Small Data Classification with ULMfit

I am using and ULMFit to do an empirical study with a very low amount of data. I have a total of 1500 data points and about 500 labeled examples(350 train + 150 validation) for binary classification.
Here is what I am doing:

  1. I first used the pre-trained model to do the training
  2. Then used the
    learn =text_classifier_learner(data_clas, AWD_LSTM, drop_mult=0.5,metrics = [accuracy, error_rate])
    learn.load_encoder(‘fine_tuned_enc’) for the classification.
  3. Used the learn.fit_one_cycle to train the model for a domain-specific task. I did this by learn.freeze_to(-2) and learn.freeze_to(-3) and then unfreezing everything and training it again.

Here are my issues:

  1. I quite don’t understand why I am getting different results every time. I ran the experiment 5 times and I am getting the accuracy from 62% to 68%. The accuracy of the model is not a problem for me given the data size, but the results vary every time. I have seen it go 72 % at times.
  2. I also noticed that learn.freeze_to(-2) and learn.freeze_to(-3) don’t make much difference in this case. But I do see the accuracy sometimes dropping when training at learn.freeze_to(-2) and learn.freeze_to(-3). Does the gradual freezing/unfreezing also depend upon the data size?
  3. I am having to train at higher epochs to get the best model as shown in the collab.

I am quite new to deep learning. I am thinking it may be the data size but I am not sure. The model still performs better than SVM by almost 6%, but I can’t seem to figure out why I get different learning rates, results, and accuracy every time. I thought it was the learning rate but even that changes and I have been choosing a rate quite higher the minimum value. Any help would be appreciated.

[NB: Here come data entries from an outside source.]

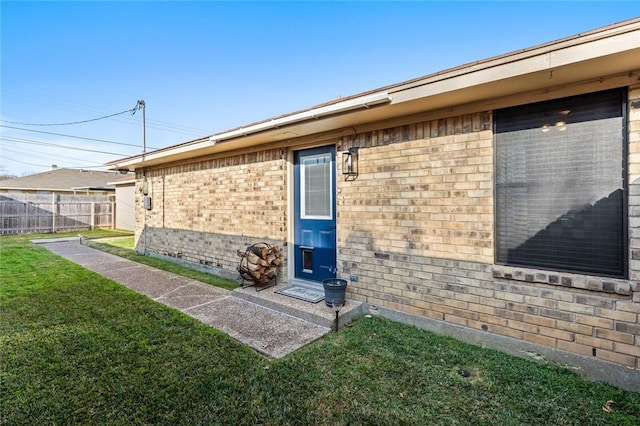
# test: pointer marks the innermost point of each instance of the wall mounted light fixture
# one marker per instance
(350, 163)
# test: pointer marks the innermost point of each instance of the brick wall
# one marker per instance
(204, 211)
(416, 228)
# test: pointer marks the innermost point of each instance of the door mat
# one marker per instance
(303, 293)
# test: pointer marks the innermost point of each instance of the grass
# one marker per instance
(123, 246)
(77, 348)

Here’s my link to the collab :

Hey Sean,

Thank you for the detailed description. I think you are doing everything right.

Regarding your questions:

  1. I know this behavior myself from working with small datasets. I think the jumps in accuracy are most likely related to your small dataset size. I don’t know exactly what’s the reason behind, but I can imagine that since the model has less data to learn from, it has less chance to pick up the general trends in the data that generalize well to new data. Also, remember that the weights in your classification head are initialized randomly. So given small data and random initial values, your model could end up learning slightly different patterns at each run.
  2. While it has been shown in the original ULMFiT paper that gradual unfreezing helps for transfer learning in NLP there has been more recent research that shows (for Transformers) that full unfreezing generally gives the best results (see T5 paper). I always try both gradual unfreezing (head only, -2, -3, unfreeze full model) and “standard” unfreezing (head only, unfreeze full model) and see what works better. Not sure if/how gradual unfreezing is related to dataset size.
  3. That’s ok. There is no general best choice of number of epochs. Just keep training until you validation accuracy starts getting worse.

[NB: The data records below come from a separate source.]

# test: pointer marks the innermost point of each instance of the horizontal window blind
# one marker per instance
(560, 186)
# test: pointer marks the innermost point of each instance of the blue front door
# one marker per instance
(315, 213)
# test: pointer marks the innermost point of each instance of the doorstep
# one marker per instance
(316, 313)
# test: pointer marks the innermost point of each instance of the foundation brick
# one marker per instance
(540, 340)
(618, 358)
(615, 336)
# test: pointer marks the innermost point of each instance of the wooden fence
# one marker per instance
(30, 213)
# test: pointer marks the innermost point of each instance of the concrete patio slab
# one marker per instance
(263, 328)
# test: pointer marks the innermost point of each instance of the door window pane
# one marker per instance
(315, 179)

Since the learning rate finder is also the result of training (with increasing learning rates) the results can also be changing here. Anyways, try picking a learning rate and re-running your model with the same learning rate to see how your results change from run to run.

Thanks, @stefan-ai for taking the time to answer this and your answers make total sense and even further confirms some of my hypothesis. I did some more research and luckily yesterday I found out that if you use a seeding value and then start the learning process, you get consistent results. I used the code which I found from the reproducibility section in fast ai ( and just like that my results started to be consistent. I am getting an accuracy of 68 % which beats Linear SVC, Multinomial naive Bayes, and logistic regression(which is done through TFIDF) for the data set that I am using . I hope this helps someone :slight_smile:

1 Like

Right, that makes sense. If you’re setting a random seed in PyTorch, the model weights should be initialized with the same values each time. So with that you get exactly the same result at each run?

Nice benchmarking of ULMFiT against more traditional NLP methods. Another model you could try is using naive bayes features as inputs to a logistic regression model. Before ULMFiT, Jeremy demonstrated this method in this kaggle kernel.